Can you use the new GCC atomic builtins, or are they still insufficient
on s390?
Related to that, can you define USE_ATOMIC_COMPILER_BUILTINS to 1?
Generally, this is where we want to get to, so that we have to maintain
as few atomic operations as possible.
Also note that we'll be phasing out the old-style glibc atomics
eventually and use the new C11-like atomics.
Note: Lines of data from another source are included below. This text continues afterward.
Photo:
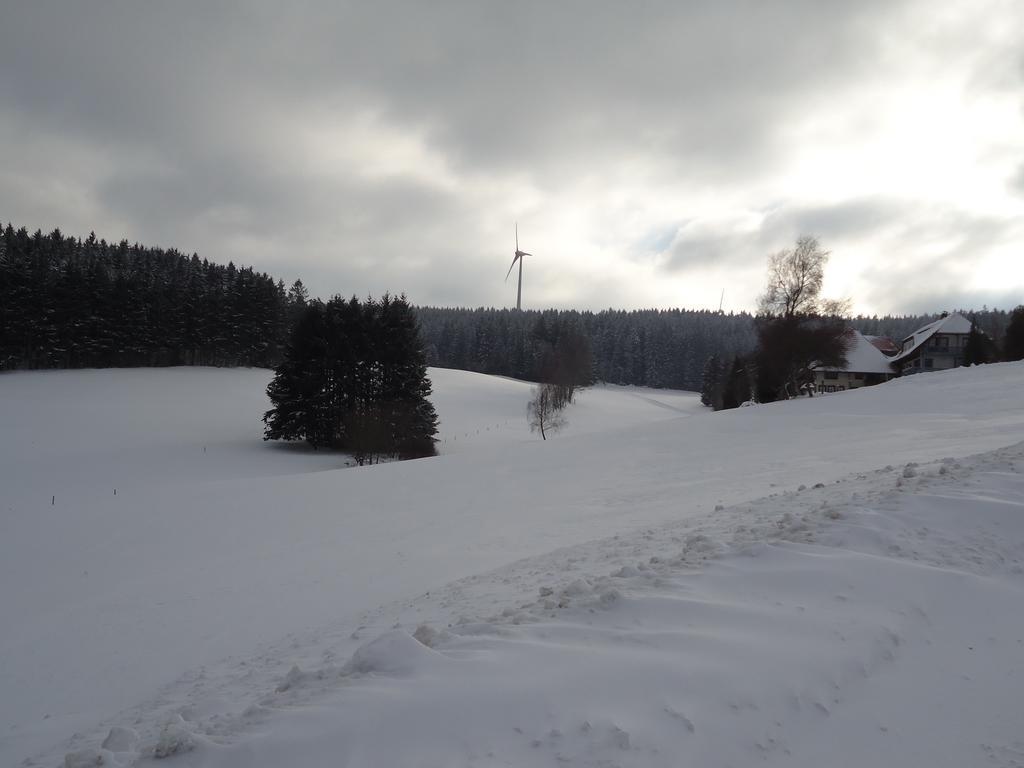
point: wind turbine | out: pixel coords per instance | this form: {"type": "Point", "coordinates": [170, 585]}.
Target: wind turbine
{"type": "Point", "coordinates": [518, 256]}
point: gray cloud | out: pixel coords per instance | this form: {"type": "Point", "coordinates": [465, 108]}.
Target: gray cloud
{"type": "Point", "coordinates": [184, 124]}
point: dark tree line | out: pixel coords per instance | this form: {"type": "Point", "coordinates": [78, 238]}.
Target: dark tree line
{"type": "Point", "coordinates": [67, 302]}
{"type": "Point", "coordinates": [354, 379]}
{"type": "Point", "coordinates": [665, 348]}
> The memory is compared against expected OLDVAL before using compare-and-swap
> instruction in case of OLDVAL is constant at compile time. This is used in
> various locking code. If the lock is already aquired, another cpu has not to
> exclusively lock the memory. If OLDVAL is not constant the compare-and-swap
> instruction is used directly as the usages of this macro usually load the
> current value in front of this macro.
Generally, I think the compiler should do these optimizations (under the
assumption that we drive these using builtin_expect and the like). If
GCC not doing these (with new _atomic* builtins), is there a patch about
that or at least a BZ? I'd be okay with accepting an intermediate
solution that optimizes atomics in glibc, but I'd want to make this
clear in code comments and reference the GCC BZ that makes the
improvement request; this ensures that we can drop the glibc hack once
GCC does what you want it to do.
For this particular case, I'm hoping we can just fix this in the
compiler.
Regarding your patch, the compiler barrier is in the wrong position for
an acquire MO operation; for the new C11-like atomics, it would be
unnecessary because we only guarantee relaxed MO in the failure case.
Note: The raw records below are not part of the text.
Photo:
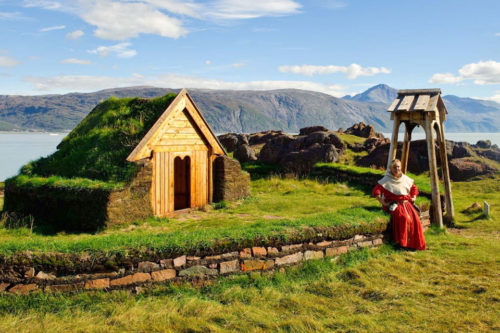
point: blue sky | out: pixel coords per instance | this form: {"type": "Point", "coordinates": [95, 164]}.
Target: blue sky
{"type": "Point", "coordinates": [336, 47]}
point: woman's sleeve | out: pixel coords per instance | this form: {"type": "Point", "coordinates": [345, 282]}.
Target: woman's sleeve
{"type": "Point", "coordinates": [413, 191]}
{"type": "Point", "coordinates": [377, 190]}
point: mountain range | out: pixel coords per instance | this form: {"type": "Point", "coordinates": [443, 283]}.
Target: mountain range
{"type": "Point", "coordinates": [248, 111]}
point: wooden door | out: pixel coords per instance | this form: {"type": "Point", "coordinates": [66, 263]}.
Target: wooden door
{"type": "Point", "coordinates": [182, 183]}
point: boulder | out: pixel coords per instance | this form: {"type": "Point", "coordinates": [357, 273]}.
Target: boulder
{"type": "Point", "coordinates": [231, 141]}
{"type": "Point", "coordinates": [311, 129]}
{"type": "Point", "coordinates": [263, 137]}
{"type": "Point", "coordinates": [301, 162]}
{"type": "Point", "coordinates": [363, 130]}
{"type": "Point", "coordinates": [274, 150]}
{"type": "Point", "coordinates": [465, 168]}
{"type": "Point", "coordinates": [483, 144]}
{"type": "Point", "coordinates": [244, 153]}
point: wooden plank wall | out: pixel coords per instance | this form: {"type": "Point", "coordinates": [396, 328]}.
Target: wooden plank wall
{"type": "Point", "coordinates": [180, 139]}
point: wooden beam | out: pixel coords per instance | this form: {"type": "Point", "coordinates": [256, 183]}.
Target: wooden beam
{"type": "Point", "coordinates": [437, 217]}
{"type": "Point", "coordinates": [406, 103]}
{"type": "Point", "coordinates": [394, 142]}
{"type": "Point", "coordinates": [450, 210]}
{"type": "Point", "coordinates": [422, 102]}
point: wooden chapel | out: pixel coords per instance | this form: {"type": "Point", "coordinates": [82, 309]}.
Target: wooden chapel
{"type": "Point", "coordinates": [424, 107]}
{"type": "Point", "coordinates": [182, 148]}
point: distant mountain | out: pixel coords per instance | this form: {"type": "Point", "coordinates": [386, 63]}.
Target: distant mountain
{"type": "Point", "coordinates": [380, 93]}
{"type": "Point", "coordinates": [225, 110]}
{"type": "Point", "coordinates": [248, 111]}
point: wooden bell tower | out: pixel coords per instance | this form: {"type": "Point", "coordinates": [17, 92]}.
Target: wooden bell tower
{"type": "Point", "coordinates": [424, 107]}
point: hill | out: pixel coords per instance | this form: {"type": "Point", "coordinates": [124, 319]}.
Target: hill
{"type": "Point", "coordinates": [247, 111]}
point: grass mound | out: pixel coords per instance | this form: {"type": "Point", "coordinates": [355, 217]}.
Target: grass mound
{"type": "Point", "coordinates": [98, 146]}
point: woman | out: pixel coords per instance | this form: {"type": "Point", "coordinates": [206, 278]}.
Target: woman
{"type": "Point", "coordinates": [397, 192]}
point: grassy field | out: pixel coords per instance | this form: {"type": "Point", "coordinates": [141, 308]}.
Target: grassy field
{"type": "Point", "coordinates": [278, 206]}
{"type": "Point", "coordinates": [454, 286]}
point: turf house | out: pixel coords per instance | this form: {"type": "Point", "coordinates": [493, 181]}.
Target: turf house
{"type": "Point", "coordinates": [129, 159]}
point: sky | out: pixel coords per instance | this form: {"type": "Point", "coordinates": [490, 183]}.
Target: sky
{"type": "Point", "coordinates": [338, 47]}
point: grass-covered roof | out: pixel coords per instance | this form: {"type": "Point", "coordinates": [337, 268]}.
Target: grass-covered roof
{"type": "Point", "coordinates": [97, 148]}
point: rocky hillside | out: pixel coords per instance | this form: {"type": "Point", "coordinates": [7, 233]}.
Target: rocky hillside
{"type": "Point", "coordinates": [247, 111]}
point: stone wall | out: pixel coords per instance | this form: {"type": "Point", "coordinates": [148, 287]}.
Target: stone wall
{"type": "Point", "coordinates": [230, 182]}
{"type": "Point", "coordinates": [185, 267]}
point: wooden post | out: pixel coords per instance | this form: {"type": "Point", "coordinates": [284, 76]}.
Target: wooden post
{"type": "Point", "coordinates": [486, 210]}
{"type": "Point", "coordinates": [450, 210]}
{"type": "Point", "coordinates": [406, 147]}
{"type": "Point", "coordinates": [437, 217]}
{"type": "Point", "coordinates": [394, 141]}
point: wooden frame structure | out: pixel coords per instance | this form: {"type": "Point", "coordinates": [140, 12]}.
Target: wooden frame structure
{"type": "Point", "coordinates": [182, 147]}
{"type": "Point", "coordinates": [424, 107]}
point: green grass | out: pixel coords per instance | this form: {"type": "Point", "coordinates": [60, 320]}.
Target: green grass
{"type": "Point", "coordinates": [278, 210]}
{"type": "Point", "coordinates": [452, 287]}
{"type": "Point", "coordinates": [98, 147]}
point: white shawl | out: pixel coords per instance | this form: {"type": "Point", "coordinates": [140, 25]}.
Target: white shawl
{"type": "Point", "coordinates": [397, 186]}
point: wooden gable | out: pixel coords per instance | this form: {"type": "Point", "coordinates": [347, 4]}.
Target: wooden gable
{"type": "Point", "coordinates": [180, 126]}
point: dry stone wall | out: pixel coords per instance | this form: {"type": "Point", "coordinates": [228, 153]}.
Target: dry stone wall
{"type": "Point", "coordinates": [187, 267]}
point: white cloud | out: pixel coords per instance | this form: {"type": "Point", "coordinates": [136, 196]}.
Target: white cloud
{"type": "Point", "coordinates": [8, 62]}
{"type": "Point", "coordinates": [444, 78]}
{"type": "Point", "coordinates": [76, 61]}
{"type": "Point", "coordinates": [66, 83]}
{"type": "Point", "coordinates": [121, 50]}
{"type": "Point", "coordinates": [244, 9]}
{"type": "Point", "coordinates": [238, 64]}
{"type": "Point", "coordinates": [42, 4]}
{"type": "Point", "coordinates": [124, 20]}
{"type": "Point", "coordinates": [74, 34]}
{"type": "Point", "coordinates": [13, 16]}
{"type": "Point", "coordinates": [482, 72]}
{"type": "Point", "coordinates": [56, 27]}
{"type": "Point", "coordinates": [351, 72]}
> The same applies to atomic_compare_and_exchange_bool_acq which wasn't
> defined before. Now it is implemented with gcc __sync_bool_compare_and_swap.
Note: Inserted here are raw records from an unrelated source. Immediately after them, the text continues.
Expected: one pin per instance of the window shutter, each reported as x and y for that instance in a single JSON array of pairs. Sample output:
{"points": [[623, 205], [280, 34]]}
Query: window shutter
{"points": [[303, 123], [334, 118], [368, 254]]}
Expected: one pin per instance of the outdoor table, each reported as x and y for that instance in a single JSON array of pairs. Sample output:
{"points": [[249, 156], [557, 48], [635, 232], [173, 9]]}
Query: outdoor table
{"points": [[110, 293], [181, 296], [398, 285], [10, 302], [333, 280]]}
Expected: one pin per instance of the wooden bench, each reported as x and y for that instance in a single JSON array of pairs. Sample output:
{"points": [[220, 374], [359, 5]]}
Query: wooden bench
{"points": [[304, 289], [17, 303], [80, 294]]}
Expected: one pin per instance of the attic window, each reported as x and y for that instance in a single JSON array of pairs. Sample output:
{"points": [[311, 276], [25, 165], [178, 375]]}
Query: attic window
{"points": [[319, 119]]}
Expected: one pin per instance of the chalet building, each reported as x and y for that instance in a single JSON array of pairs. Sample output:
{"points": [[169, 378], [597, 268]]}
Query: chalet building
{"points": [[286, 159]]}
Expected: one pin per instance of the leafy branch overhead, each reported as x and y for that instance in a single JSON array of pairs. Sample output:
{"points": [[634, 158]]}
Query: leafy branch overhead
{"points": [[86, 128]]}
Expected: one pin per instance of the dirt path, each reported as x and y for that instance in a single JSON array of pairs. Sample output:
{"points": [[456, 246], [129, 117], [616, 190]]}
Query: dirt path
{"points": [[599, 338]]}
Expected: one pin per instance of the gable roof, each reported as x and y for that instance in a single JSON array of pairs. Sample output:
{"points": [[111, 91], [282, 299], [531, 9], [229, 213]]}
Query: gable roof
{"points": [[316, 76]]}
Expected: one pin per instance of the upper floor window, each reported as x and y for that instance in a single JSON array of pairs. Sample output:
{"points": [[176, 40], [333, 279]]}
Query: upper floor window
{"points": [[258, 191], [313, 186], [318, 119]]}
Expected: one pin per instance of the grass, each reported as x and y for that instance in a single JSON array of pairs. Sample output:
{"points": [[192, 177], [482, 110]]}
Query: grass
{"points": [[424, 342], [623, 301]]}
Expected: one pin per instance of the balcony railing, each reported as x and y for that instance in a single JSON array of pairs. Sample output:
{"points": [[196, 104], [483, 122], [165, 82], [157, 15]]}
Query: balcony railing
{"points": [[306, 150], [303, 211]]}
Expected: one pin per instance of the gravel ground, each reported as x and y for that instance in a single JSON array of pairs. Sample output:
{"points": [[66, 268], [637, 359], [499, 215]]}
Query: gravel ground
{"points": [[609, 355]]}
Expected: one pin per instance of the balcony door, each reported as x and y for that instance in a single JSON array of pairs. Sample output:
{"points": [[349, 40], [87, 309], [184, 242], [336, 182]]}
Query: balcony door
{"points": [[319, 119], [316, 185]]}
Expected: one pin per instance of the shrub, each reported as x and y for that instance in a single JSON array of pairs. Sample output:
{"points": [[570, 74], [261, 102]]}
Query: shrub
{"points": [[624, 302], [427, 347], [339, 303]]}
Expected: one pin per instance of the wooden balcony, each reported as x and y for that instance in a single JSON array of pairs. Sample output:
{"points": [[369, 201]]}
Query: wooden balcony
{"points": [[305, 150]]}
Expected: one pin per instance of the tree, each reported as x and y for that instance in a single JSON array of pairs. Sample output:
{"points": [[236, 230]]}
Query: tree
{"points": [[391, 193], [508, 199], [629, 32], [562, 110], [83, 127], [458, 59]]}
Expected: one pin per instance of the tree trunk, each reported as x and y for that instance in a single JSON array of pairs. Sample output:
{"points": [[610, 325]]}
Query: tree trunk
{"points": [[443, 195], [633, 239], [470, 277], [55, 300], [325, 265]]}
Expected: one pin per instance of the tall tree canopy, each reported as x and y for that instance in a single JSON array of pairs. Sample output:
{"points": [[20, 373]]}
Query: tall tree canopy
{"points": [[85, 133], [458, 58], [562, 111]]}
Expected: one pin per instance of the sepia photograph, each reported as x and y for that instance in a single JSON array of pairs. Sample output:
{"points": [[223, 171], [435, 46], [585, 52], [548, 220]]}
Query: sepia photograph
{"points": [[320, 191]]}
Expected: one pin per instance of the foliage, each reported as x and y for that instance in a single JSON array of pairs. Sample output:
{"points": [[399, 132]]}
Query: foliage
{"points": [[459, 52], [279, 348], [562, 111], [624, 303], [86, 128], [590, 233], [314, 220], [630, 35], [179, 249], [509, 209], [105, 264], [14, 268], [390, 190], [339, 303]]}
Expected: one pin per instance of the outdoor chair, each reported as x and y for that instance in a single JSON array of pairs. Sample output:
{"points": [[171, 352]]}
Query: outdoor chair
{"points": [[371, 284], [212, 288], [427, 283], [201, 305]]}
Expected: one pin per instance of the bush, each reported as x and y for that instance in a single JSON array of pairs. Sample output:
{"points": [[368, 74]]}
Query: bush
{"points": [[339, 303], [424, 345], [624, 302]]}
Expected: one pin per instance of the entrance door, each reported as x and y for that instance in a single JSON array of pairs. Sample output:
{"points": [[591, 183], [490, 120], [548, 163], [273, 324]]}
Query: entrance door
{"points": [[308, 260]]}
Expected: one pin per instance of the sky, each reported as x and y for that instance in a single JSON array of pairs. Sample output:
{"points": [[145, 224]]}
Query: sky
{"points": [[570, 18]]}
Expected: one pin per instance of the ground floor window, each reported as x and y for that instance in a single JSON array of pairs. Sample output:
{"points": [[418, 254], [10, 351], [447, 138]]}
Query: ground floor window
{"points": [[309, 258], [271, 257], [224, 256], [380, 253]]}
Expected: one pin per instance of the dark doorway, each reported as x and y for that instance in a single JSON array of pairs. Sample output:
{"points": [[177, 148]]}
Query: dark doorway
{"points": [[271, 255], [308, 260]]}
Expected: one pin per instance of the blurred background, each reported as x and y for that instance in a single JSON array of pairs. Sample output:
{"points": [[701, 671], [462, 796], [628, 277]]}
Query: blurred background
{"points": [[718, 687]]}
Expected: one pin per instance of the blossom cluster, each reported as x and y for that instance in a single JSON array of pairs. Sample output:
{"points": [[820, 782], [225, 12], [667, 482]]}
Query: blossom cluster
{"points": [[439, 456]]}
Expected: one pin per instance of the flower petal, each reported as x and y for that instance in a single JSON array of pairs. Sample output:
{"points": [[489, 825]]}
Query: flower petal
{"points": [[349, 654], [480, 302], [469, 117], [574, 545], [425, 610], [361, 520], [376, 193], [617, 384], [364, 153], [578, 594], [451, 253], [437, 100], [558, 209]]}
> If the macro is used as condition in an if/while expression, the condition
> code is used to e.g. jump directly to another code sequence. Before this
> change, the old value returned by compare-and-swap instruction was compared
> with given OLDVAL to determine if e.g. a jump is needed.
>
> The atomic_exchange_acq macro is now using the load-and-and instruction for a
> constant zero value instead of a compare-and-swap loop. This instruction is
> available on a z196 zarch and higher cpus. This is e.g. used in unlocking code.
See above. This should be fixed in the compiler.
> The newly defined atomic_exchange_and_add macro is implemented with gcc
> builtin __sync_fetch_and_add which uses load-and-add instruction on z196 zarch
> and higher cpus instead of a loop with compare-and-swap instruction.
> The same applies to atomic_or_val, atomic_and_val, ... macros, which use
> the appropiate z196 instruction.
Can you just use the new _atomic builtins? The compiler should just
give use _atomic* builtins that are optimized, and we should use them.
With that in place, we could just implement the old-style glibc atomic
operations based on the _atomic* builtins, and have much less code to
maintain.
> The macros lll_trylock, lll_cond_trylock are extended by an __glibc_unlikely
> hint. With the hint gcc on s390 emits code in e.g. pthread_mutex_trylock
> which does not use jumps in case the lock is free. Without the hint it had
> to jump if the lock was free.
I think it's debatable whether trylock should expect the lock to be
free. OTOH, if it's not free, I guess that we should be in the slow
path in most use cases anyway. Either way, I think it's a choice we
should make generically for all architectures, and I want to keep
arch-specific code to a minimum. Thus, please split this out and
propose it for the generic lowlevellock.